Recently Mike Barer established a Facebook page for the Jan Curran Fan Club. How about joining it in Jan's memory?
My Mom's cousin David Zarkin blogged about her, too. He said, in part:
More than a cousin, she was my friend. She was an amazing journalist and storyteller with a great sense of humor. She will be well remembered by many wonderful people in Palm Springs where she has supportive friends and was a reporter with the Sun for many years. Jan could count among her friends the late President Ford, Sonny Bono, Artie Shaw and the actor Mel Ferrer. The collection of photos in her home of fabulous people she knew in her Palm Springs life is fresh in my memory.

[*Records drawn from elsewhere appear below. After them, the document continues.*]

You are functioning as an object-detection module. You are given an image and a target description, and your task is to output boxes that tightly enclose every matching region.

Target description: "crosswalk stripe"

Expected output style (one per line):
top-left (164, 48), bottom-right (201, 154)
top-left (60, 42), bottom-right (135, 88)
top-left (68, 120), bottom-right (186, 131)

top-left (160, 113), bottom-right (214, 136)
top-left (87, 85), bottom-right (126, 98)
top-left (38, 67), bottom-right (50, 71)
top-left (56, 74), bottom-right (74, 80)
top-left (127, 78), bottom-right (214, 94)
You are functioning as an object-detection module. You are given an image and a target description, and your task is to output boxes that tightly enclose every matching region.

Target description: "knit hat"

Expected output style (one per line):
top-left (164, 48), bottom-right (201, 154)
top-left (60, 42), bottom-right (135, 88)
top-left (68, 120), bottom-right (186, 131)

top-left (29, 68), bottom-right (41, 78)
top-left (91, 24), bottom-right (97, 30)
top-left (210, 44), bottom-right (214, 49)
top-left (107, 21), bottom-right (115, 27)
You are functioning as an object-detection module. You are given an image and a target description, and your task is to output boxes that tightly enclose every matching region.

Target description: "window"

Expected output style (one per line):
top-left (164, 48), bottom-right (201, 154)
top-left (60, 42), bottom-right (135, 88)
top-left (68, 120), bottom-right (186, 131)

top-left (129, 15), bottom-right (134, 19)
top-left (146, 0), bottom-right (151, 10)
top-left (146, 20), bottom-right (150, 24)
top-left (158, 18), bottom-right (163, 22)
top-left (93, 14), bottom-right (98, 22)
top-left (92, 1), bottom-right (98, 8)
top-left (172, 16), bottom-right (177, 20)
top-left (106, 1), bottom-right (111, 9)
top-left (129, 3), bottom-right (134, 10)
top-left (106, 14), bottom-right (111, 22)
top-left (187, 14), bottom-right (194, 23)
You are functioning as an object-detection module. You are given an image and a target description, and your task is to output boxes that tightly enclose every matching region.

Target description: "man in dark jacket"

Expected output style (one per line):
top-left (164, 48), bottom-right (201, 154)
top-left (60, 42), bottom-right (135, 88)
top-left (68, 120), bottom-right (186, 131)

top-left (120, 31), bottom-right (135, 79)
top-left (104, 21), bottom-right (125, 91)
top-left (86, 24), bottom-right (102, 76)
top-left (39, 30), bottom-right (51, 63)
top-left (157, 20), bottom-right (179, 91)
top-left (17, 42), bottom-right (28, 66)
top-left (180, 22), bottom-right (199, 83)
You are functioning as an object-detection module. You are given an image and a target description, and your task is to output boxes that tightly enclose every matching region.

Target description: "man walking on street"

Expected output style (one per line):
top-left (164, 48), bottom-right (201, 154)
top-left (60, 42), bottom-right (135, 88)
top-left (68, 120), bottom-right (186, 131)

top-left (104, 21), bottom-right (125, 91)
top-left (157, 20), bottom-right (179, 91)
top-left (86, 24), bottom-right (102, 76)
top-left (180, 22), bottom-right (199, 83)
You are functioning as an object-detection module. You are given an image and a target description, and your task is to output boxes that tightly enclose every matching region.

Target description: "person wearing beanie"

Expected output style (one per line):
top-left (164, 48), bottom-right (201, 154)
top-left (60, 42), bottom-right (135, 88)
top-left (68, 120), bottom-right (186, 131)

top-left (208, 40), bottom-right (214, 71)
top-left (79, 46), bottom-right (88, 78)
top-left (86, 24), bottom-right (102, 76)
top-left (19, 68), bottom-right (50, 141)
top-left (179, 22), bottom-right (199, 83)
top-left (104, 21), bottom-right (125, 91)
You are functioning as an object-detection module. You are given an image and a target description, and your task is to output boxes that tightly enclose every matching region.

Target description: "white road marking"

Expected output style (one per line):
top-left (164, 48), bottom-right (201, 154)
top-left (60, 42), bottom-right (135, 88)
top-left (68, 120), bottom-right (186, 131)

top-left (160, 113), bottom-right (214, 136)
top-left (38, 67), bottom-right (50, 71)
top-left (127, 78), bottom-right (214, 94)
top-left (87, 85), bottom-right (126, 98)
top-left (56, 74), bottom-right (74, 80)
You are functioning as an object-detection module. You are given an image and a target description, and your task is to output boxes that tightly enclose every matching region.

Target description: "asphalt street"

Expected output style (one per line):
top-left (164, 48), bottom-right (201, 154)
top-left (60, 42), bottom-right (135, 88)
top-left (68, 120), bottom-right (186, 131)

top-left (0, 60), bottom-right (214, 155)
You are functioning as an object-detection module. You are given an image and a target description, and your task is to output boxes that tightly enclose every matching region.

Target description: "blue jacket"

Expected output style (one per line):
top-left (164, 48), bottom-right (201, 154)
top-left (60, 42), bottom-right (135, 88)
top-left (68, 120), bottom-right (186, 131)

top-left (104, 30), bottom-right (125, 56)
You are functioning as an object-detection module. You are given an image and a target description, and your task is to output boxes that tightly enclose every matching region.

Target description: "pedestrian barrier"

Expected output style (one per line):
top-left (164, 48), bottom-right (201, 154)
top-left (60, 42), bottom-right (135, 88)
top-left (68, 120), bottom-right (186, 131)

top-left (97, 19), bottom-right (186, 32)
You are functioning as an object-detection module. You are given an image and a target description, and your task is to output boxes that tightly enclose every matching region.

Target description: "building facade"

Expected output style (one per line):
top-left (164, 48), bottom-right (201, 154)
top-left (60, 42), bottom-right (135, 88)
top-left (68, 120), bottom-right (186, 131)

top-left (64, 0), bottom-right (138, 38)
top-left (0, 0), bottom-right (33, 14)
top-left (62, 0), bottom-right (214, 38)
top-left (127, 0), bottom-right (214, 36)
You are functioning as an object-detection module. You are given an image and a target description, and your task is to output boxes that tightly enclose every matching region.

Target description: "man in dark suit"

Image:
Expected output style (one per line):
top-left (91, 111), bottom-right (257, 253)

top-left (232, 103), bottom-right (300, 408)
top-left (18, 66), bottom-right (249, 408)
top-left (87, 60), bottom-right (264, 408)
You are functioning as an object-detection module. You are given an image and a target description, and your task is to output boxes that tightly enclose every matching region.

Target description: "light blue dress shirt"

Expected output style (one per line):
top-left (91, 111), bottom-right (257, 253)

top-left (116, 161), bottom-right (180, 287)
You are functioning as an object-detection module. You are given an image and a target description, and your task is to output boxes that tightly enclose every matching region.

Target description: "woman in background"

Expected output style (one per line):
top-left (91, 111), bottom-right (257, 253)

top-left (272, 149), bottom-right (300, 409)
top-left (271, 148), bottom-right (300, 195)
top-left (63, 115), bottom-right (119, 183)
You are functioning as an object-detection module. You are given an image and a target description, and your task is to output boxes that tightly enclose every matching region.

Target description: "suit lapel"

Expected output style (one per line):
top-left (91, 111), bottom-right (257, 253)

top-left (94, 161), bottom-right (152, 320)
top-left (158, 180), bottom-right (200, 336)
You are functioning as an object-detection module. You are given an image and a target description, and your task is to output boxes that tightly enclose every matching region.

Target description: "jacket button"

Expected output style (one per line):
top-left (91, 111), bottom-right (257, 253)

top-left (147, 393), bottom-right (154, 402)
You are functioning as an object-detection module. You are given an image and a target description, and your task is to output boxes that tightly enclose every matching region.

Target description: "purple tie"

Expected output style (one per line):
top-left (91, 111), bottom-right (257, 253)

Some of the most touching and moving comments about my Mom came from complete strangers…people who got to know her through her book, "Active Senior Living." Here are the ones that I shared in my eulogy. K . Jacobson said:
After reading your mom's book, she and I exchanged several emails and I treasure them. She changed my life and my attitude towards senior living and the obstacles that I faced. I can only imagine what it would have been like to know her in person. Please share that my thoughts and prayers will be with the family and her friends.
Elaine Benizzi said:
Lee, your Mom's book "Active Senior Living", was read by me during a unsettling time in my life and gave me great hope for my husbands health. I was prompted to write her a note which she responded to so gracefully. I am truly sorry for your loss, she was a kind and wonderful woman.
Sheri Bell said:
Oh, Lee, I am heartbroken to hear this news. Your mother's book was the very first book I purchased and read on my Kindle. As others have mentioned, we feel almost as if we knew your mother through her writing… and as such, she (and her marvelous sense of humor) will be sorely missed. My thoughts and prayers are with you and your family at this time of loss and sadness. May your mother's courage, sense of humor and enduring spirit live on through the writing — and the intimate part of her life — that she shared with us all.
Irene Shaw said:
I'm crying as I write this, because I felt as I know many people did, that I knew Jan. Her book was the first download on my new Kindle back in February. I so wish I could have met her. She fought the damn big C for so long, with such grace and humor. RIP, girl! And prayers for you and your family, Lee.
These are just a few of the hundreds of comments, emails and condolences that me, my brother Tod, and my sisters Linda and Karen have received over the last week. We have shared and read them all. On behalf of my family, I want to thank you for your kind words and good wishes. They have meant a lot to us.